The increase in digital news subscriptions revenue on a year-to-year basis (+43%) is substantially lower than the actual number of new subscribers (+67%). The influx of new subscribers is largely due to the “Trump bump” that every serious American news outlet currently enjoys; it might not last forever—even if we’re all flabbergasted by Donald Trump’s endless ability to feed the news cycle with his insane presidency. Even in this flourishing period for subscriptions, The New York Times brought home 14% less per subscriber than a year ago. As a comparison, during the same period, Facebook increased its ARPU by 24% globally and by 35% domestically. This divergence is another illustration of the widening gap between the economics of platforms and media.

For the two bold moves I suggest (phasing out the printed daily and aggressive international expansion), we also need to factor in the peculiar culture of legacy media. Downsizing print entails putting a dent in the newspaper’s magisterium. From the masthead to the newsroom trenches, no one will easily abandon the print’s noble status.

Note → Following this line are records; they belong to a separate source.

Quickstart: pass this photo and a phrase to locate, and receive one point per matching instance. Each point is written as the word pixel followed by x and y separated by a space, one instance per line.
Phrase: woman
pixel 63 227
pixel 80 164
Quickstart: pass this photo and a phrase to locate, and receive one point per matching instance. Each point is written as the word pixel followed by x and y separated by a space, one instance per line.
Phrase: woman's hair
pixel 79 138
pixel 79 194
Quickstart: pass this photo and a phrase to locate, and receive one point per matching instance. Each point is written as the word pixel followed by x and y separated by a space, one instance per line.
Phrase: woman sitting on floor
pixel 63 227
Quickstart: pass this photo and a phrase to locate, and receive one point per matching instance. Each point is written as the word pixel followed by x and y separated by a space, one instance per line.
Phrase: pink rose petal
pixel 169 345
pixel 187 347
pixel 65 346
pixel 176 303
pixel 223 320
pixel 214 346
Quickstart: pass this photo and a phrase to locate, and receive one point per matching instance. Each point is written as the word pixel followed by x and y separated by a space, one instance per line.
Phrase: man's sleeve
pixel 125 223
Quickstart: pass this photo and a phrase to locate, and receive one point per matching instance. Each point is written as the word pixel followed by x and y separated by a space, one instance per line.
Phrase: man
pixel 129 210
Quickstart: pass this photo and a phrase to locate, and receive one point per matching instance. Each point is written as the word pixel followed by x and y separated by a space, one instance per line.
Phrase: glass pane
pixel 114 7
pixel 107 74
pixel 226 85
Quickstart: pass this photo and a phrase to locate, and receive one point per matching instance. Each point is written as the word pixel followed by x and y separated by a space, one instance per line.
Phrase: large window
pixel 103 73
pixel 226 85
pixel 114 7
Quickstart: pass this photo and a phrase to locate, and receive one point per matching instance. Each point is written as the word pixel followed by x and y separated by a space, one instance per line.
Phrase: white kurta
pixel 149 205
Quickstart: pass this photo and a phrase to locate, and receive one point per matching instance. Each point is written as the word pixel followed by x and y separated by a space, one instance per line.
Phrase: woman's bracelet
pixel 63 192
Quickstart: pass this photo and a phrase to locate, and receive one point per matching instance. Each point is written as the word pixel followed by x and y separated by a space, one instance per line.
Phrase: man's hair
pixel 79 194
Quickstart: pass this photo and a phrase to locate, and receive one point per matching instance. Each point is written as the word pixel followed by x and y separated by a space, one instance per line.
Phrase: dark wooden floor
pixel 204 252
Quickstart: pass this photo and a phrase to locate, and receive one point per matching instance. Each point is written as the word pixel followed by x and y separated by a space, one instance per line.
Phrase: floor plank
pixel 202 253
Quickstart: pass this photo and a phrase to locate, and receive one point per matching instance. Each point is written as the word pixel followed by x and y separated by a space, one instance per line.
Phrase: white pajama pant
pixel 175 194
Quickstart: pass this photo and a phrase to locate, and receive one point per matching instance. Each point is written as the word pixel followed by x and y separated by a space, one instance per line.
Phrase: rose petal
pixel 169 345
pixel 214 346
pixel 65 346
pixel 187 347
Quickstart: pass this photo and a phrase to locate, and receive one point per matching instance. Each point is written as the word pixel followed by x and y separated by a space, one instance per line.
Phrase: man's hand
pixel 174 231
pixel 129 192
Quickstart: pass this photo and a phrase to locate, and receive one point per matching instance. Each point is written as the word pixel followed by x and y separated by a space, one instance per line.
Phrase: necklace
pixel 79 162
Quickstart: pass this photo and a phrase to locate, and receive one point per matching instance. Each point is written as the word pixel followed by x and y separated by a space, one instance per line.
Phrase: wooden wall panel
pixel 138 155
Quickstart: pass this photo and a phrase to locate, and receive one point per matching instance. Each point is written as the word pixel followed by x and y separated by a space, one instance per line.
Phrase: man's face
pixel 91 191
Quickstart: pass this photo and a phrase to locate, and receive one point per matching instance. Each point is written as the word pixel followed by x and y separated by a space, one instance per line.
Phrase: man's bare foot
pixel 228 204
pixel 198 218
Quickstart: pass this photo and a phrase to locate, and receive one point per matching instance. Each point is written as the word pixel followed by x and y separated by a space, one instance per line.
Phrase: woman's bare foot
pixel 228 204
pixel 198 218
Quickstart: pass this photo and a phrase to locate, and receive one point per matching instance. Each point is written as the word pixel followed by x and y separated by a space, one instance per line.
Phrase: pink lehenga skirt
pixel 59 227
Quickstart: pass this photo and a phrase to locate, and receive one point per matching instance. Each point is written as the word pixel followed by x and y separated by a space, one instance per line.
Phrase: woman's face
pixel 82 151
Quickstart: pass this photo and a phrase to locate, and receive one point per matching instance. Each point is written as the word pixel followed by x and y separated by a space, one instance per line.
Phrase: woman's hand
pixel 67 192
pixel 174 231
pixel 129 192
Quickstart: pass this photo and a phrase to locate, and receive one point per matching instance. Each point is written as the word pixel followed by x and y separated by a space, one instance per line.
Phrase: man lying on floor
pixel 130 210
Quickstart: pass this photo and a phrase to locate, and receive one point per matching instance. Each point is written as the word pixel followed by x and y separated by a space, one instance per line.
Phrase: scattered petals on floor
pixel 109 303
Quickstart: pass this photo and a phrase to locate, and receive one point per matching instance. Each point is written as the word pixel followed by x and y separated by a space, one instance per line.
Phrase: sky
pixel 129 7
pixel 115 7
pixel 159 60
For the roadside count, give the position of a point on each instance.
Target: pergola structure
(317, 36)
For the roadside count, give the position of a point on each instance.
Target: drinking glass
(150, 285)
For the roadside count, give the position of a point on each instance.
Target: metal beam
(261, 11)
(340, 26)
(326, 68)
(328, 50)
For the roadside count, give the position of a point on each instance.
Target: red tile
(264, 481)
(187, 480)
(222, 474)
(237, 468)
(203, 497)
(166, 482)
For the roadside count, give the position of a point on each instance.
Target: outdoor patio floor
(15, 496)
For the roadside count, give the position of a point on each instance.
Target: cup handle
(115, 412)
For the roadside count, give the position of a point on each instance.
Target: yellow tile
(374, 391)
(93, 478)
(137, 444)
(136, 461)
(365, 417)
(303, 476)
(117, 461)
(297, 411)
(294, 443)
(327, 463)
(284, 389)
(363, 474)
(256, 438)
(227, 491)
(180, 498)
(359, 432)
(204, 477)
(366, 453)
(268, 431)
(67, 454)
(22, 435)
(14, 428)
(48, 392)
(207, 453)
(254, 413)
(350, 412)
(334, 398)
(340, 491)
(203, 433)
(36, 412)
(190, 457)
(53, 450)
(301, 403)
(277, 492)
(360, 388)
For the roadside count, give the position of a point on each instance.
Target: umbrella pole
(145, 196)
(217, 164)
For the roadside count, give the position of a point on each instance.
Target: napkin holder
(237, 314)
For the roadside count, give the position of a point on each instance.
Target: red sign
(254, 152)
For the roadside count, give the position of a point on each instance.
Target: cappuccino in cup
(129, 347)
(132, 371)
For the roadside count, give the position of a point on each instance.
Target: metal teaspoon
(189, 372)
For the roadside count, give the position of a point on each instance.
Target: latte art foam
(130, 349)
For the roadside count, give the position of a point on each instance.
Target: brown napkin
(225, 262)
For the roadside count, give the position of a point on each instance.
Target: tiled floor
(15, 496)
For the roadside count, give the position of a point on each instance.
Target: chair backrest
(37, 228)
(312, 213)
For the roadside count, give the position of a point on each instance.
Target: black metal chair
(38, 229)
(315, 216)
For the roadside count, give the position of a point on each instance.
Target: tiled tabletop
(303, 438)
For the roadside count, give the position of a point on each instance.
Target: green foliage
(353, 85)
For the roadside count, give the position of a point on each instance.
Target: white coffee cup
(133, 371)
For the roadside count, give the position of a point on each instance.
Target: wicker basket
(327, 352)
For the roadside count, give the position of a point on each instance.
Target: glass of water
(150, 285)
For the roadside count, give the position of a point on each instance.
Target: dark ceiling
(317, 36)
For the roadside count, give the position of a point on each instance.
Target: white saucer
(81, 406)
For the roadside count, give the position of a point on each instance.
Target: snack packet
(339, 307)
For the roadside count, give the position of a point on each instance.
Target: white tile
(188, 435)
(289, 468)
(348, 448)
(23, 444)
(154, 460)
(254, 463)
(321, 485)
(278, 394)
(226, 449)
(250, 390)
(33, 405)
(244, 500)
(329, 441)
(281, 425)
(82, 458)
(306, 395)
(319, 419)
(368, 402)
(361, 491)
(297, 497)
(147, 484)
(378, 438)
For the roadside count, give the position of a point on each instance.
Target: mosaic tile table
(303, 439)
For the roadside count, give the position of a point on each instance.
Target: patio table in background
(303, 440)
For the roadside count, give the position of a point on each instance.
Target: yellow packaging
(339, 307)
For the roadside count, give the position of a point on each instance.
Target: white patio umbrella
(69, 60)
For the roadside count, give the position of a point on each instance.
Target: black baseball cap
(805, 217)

As for a massive foreign expansion conquest mode, it will collide with the product’s perceived value: I don’t see anyone at the New York Times accepting a 75% discount for international markets subscriptions, even if IP-based geo-blocking techniques could make it easy to implement, and even if Facebook has been doing it for a long time. (When Facebook makes 100% per user in the US and Canada, it makes 31% in Europe, 12% in Asia-Pacific, and only 8% in other countries). To take a subscription-based global business, Netflix applies a differential of 3:1 between its richest and poorest markets (that is a nominal value—it actually varies with exchange rates). Again, this is a Rubicon that tech companies—governed by data and growth obsession—have long crossed while legacy media stay on the bank (of the river, I mean), and wait.